Faire Grabsteine: Vorschlag für Satzungen

Matthäus Vogel

Matthäus Vogel, Leiter des Friedhos- und Bestattungsamts der Stadt Karlsruhe, hat sich in der Fachkommission Friedhöfe und Stadtgrün beim Deutschen Städtetag mit dem politisch diskutierten Thema "Grabmale aus ausbeuterischer Kinderarbeit" befasst.
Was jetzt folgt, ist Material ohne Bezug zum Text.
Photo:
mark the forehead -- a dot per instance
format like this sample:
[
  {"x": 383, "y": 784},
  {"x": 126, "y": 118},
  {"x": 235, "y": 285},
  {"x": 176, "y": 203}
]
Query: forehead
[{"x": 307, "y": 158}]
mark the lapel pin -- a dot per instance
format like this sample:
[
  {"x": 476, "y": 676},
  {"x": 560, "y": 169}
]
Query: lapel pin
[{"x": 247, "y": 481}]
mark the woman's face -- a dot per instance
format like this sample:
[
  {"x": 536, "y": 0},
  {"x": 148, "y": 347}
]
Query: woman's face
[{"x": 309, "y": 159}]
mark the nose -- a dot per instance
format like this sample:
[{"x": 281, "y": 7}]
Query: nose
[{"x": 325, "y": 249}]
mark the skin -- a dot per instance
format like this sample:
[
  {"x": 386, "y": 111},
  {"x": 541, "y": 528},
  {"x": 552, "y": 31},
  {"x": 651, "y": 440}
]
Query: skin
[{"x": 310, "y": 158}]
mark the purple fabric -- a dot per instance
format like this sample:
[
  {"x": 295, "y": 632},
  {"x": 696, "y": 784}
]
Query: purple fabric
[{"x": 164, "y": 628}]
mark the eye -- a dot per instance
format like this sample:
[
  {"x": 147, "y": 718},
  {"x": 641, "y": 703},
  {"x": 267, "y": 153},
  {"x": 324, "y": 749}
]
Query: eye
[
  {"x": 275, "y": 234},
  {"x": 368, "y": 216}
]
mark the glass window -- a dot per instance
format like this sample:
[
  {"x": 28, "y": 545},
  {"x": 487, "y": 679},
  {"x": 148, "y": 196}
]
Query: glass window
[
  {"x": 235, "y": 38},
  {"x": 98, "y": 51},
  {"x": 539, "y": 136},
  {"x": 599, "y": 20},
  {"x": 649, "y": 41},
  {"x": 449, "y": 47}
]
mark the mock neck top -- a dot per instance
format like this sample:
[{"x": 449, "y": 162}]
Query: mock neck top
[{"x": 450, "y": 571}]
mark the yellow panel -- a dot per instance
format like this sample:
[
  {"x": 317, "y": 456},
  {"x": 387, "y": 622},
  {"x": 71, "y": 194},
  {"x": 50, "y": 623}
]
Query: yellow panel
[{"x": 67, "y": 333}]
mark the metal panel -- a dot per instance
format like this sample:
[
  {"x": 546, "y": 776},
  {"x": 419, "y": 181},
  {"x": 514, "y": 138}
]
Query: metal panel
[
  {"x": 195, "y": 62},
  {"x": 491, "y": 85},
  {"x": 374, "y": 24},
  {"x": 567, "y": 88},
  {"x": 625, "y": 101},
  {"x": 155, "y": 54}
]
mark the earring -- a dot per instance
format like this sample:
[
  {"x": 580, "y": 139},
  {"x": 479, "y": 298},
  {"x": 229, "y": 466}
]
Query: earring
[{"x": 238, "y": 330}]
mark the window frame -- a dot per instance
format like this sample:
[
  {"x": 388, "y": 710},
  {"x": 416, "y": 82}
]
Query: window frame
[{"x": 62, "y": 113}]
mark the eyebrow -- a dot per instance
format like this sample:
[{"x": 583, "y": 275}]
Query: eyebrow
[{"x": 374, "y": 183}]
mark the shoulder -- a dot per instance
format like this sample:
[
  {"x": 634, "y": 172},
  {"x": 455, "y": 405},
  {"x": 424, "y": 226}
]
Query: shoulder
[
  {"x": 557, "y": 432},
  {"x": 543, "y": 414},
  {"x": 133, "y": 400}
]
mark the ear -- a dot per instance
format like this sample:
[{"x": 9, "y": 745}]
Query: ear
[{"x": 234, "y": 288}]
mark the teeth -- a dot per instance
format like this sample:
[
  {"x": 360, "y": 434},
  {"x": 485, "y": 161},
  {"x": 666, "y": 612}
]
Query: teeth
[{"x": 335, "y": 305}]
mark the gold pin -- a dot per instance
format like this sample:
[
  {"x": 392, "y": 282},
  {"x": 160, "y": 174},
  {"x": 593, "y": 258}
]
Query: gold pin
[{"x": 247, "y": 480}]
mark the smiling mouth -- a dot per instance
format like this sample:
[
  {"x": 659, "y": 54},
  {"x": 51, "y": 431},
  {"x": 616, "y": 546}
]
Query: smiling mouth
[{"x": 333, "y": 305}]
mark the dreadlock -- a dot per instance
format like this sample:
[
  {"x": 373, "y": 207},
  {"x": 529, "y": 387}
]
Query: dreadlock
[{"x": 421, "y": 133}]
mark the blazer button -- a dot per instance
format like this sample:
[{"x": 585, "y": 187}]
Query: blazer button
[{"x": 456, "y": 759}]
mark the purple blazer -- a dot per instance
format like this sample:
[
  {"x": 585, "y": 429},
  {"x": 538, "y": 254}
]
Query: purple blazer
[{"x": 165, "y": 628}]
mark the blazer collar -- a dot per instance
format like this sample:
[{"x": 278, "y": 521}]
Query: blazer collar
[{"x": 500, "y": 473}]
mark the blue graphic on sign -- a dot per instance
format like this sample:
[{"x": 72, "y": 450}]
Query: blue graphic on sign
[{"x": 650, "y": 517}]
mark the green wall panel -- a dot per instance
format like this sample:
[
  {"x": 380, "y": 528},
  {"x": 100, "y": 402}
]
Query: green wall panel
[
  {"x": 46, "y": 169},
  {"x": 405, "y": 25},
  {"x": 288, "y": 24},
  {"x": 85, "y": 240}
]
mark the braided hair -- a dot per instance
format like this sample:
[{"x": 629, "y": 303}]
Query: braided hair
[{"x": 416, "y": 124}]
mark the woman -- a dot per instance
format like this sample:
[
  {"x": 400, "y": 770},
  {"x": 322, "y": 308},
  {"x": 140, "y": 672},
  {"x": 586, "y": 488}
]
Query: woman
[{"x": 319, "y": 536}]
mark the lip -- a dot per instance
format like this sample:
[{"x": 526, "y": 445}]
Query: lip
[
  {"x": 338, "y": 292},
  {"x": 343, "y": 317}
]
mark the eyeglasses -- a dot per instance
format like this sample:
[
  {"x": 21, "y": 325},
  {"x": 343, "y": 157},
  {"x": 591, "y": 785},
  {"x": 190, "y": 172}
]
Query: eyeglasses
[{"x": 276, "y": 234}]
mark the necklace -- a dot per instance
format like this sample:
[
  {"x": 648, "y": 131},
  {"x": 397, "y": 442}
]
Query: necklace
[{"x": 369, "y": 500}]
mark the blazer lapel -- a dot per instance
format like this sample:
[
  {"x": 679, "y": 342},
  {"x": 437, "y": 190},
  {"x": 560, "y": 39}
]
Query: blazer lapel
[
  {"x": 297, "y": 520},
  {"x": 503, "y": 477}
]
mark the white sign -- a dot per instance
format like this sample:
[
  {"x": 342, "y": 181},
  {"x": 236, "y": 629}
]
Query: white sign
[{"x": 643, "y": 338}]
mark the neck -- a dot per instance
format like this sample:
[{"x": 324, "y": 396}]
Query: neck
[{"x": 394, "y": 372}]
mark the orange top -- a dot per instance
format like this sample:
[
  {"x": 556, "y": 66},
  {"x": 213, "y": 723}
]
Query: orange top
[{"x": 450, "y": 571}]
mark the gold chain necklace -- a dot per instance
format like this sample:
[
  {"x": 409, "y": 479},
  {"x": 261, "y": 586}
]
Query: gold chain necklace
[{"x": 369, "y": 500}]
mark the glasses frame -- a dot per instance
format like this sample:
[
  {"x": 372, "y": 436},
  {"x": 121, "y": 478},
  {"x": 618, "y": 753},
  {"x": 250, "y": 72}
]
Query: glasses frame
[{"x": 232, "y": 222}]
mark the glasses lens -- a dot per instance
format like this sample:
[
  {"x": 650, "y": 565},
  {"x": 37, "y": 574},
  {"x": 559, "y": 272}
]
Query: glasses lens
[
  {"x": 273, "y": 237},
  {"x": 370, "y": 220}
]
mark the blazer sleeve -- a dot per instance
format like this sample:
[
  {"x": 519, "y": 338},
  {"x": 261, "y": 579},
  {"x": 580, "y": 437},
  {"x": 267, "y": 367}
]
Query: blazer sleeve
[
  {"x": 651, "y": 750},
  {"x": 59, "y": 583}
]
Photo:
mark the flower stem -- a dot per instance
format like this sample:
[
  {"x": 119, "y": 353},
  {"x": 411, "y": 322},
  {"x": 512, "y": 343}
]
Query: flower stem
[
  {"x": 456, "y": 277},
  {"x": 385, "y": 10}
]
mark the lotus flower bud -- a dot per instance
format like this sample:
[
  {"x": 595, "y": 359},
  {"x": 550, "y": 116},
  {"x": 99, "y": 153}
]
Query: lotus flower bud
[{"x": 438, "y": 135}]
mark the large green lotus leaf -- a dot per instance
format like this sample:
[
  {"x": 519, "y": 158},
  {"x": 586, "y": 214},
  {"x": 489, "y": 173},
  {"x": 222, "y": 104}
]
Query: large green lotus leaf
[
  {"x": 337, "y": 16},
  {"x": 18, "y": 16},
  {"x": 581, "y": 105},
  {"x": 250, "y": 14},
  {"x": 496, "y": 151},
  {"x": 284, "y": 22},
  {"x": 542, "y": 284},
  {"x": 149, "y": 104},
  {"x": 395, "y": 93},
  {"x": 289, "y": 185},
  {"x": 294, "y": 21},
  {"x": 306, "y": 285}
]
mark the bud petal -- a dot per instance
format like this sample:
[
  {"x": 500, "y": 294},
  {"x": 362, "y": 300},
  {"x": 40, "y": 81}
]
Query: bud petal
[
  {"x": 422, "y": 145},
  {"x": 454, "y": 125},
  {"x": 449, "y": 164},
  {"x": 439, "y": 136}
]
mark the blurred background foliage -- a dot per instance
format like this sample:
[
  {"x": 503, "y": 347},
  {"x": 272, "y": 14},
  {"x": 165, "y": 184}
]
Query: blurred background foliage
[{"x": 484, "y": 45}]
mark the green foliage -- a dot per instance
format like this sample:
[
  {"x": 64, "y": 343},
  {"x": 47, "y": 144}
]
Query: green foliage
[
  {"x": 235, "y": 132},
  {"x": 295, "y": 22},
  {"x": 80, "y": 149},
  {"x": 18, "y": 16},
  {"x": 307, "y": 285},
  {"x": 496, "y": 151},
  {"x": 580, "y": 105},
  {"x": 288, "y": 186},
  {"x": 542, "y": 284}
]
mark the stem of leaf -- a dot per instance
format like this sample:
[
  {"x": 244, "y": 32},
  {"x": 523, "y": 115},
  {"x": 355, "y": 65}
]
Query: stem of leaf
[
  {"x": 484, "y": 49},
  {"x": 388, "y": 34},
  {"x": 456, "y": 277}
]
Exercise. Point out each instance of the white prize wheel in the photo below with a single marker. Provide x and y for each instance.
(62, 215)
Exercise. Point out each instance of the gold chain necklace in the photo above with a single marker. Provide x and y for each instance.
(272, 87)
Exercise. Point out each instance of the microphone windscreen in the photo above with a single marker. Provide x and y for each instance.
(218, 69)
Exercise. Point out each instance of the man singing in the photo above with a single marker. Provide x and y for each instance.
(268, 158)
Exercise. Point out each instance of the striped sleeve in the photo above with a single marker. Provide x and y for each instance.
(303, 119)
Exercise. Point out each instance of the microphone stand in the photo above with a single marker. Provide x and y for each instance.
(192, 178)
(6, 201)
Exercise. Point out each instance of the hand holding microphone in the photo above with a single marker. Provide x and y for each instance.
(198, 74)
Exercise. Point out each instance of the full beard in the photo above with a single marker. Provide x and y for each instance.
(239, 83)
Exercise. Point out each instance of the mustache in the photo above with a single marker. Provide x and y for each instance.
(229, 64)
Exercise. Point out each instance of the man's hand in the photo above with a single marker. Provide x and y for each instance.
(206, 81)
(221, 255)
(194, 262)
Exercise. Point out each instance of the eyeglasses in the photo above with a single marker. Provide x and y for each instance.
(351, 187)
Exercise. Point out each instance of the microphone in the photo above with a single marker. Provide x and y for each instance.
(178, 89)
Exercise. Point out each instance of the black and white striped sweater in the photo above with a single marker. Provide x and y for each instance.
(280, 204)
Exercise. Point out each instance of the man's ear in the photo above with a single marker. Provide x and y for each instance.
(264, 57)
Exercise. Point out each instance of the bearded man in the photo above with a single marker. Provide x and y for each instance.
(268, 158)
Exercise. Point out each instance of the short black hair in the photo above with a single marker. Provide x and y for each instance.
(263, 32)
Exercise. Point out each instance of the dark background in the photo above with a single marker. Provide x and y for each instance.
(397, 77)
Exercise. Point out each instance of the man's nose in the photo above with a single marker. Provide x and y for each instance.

Aufgrund der in die Bestattungsgesetze einiger Bundesländer (z.B. Baden-Württemberg, Saarland) sowie das kommunale Satzungsrecht aufgenommenen Regeln sieht die Kommission Handlungsbedarf. "Zur Umsetzung des politischen Willens" hat sie vorgeschlagen, dass die Friedhofsträger den Vollzug der ILO-Konvention 182 in Bezug auf Grabmale aus ausbeuterischer Kinderarbeit mit folgendem Wortlaut in ihren Satzungen regeln: "Es dürfen nur Grabmale, Grabgebäude, Einfassungen und sons­tige Grabausstattungen aufgestellt werden, die nachweislich in der gesamten Wertschöpfungskette ohne ausbeuterische Kinderarbeit im Sinne des Übereinkommens über das Verbot und unverzügliche Maßnahmen zur Beseitigung der schlimmsten Formen der Kinderarbeit der Internationalen Arbeitsorganisation (ILO-Konvention 182) hergestellt sind."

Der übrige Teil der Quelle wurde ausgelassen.